Stopping API Abuse: Migrating from Fixed Window to Redis Sliding Window (Lua Implementation)

At 00:00:01, our database CPU spiked to 98%. We were supposed to have strict API Rate Limiting in place—capped at 1,000 requests per minute. Yet, monitoring logs showed nearly 2,000 requests slipping through in a localized 2-second window. The culprit wasn't a DDoS attack; it was a fundamental flaw in our initial "Fixed Window" implementation. The counter reset exactly at the minute mark, allowing savvy users (and bots) to exhaust their quota at 00:00:59 and immediately start a new batch at 00:01:00. This created a "thundering herd" effect that our backend wasn't scaled to handle.

The Flaw in Fixed Window Counters

Our environment runs on a cluster of Node.js microservices backed by Redis Cluster. We serve approximately 15,000 requests per second (RPS) during peak hours. The initial defense strategy was simple: efficient, low-latency Traffic Control using Redis string counters.

The logic was straightforward: INCR key:user_id:minute_timestamp. If the result > limit, reject. While this is O(1) and extremely memory-efficient, it ignores the granularity of time. It treats 12:00:59 and 12:01:00 as completely separate buckets, effectively allowing a user to double their throughput if they time their bursts across the boundary. In a high-stakes environment where Backend Security is paramount, this margin of error is unacceptable.

Production Log Analysis:
Timestamp 12:00:59.800 -> User X Requests: 998/1000 (Allowed)
Timestamp 12:01:00.100 -> User X Requests: 50/1000 (Allowed)
Result: 1048 requests in 300ms. Database connection pool exhausted.

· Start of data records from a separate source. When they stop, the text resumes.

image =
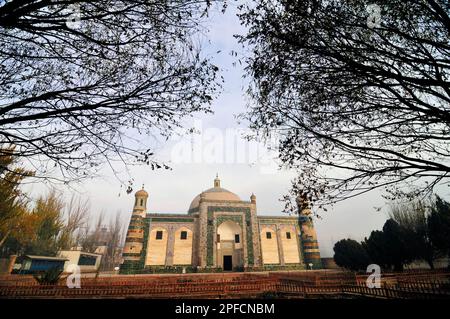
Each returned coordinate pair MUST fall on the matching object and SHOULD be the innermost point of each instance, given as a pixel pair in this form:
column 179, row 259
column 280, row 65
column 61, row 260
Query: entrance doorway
column 228, row 263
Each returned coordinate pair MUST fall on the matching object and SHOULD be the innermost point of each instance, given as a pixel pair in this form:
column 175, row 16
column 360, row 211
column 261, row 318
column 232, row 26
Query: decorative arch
column 182, row 249
column 269, row 246
column 157, row 248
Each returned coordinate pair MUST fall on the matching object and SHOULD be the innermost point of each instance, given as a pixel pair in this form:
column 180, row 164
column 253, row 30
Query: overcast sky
column 196, row 160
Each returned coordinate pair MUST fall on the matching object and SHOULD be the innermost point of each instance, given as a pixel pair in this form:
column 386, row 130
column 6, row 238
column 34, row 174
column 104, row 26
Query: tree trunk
column 4, row 238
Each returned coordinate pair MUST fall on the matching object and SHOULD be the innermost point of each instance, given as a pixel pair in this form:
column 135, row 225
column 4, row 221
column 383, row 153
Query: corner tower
column 309, row 241
column 134, row 241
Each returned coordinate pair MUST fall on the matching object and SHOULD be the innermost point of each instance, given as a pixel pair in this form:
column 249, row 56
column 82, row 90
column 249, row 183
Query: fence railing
column 231, row 285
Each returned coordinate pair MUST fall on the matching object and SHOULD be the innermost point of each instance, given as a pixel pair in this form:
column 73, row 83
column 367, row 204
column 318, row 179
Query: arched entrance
column 229, row 246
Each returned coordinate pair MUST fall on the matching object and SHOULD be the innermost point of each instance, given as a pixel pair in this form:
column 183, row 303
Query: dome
column 215, row 193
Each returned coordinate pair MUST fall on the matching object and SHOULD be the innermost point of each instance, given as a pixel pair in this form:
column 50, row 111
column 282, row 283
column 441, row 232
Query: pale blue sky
column 172, row 191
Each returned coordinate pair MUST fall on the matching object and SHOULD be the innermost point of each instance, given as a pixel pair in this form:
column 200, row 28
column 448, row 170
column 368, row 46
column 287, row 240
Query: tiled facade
column 220, row 232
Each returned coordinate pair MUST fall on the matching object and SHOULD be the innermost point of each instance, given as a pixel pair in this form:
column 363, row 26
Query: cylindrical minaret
column 135, row 235
column 310, row 245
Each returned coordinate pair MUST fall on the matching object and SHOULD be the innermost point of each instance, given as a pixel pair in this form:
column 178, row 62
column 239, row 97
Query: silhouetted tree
column 350, row 254
column 13, row 206
column 398, row 249
column 413, row 218
column 87, row 82
column 376, row 247
column 439, row 225
column 361, row 87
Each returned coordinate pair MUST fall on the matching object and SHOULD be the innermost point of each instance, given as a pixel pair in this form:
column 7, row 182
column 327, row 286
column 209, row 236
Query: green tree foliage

Why Simple Expiration Didn't Work

My first attempt to fix this without changing the architecture involved using a "Token Bucket" approach in application memory. However, in a distributed system with 20+ auto-scaling pods, local memory counters are useless—they don't share state. A user could hit Pod A 500 times and Pod B 500 times. We needed a centralized, atomic solution. I also considered simply reducing the window size (e.g., per second instead of per minute), but that blocked legitimate users who had legitimate short bursts of activity. The only robust solution was the Sliding Window Algorithm.

The Solution: Redis Sorted Sets & Lua

To implement a true sliding window, we need to store the timestamps of each request, not just a count. Redis Sorted Sets (ZSET) are perfect for this. The "Score" is the timestamp (in milliseconds), and the "Member" is a unique identifier for the request (UUID).

However, running multiple Redis commands (ZREMRANGEBYSCORE, ZADD, ZCARD) from the application layer introduces network latency and race conditions. If two requests come in simultaneously, they might both read a count of 999 and both proceed. To guarantee atomicity, we must use Redis Lua scripting. This executes the entire logic server-side as a single atomic operation.

-- Sliding Window Rate Limiter in Lua
-- KEYS[1]: The rate limit key (e.g., "rate_limit:user:123")
-- ARGV[1]: Current timestamp in milliseconds
-- ARGV[2]: Window size in milliseconds (e.g., 60000 for 1 min)
-- ARGV[3]: Max allowed requests (e.g., 100)
-- ARGV[4]: Unique Request ID (UUID) for uniqueness in ZSET

local key = KEYS[1]
local current_time = tonumber(ARGV[1])
local window_size = tonumber(ARGV[2])
local limit = tonumber(ARGV[3])
local unique_id = ARGV[4]

-- 1. Calculate the start of the sliding window
local window_start = current_time - window_size

-- 2. Remove requests that are older than the window
-- This is the "Sliding" part: cleaning up old data
redis.call('ZREMRANGEBYSCORE', key, '-inf', window_start)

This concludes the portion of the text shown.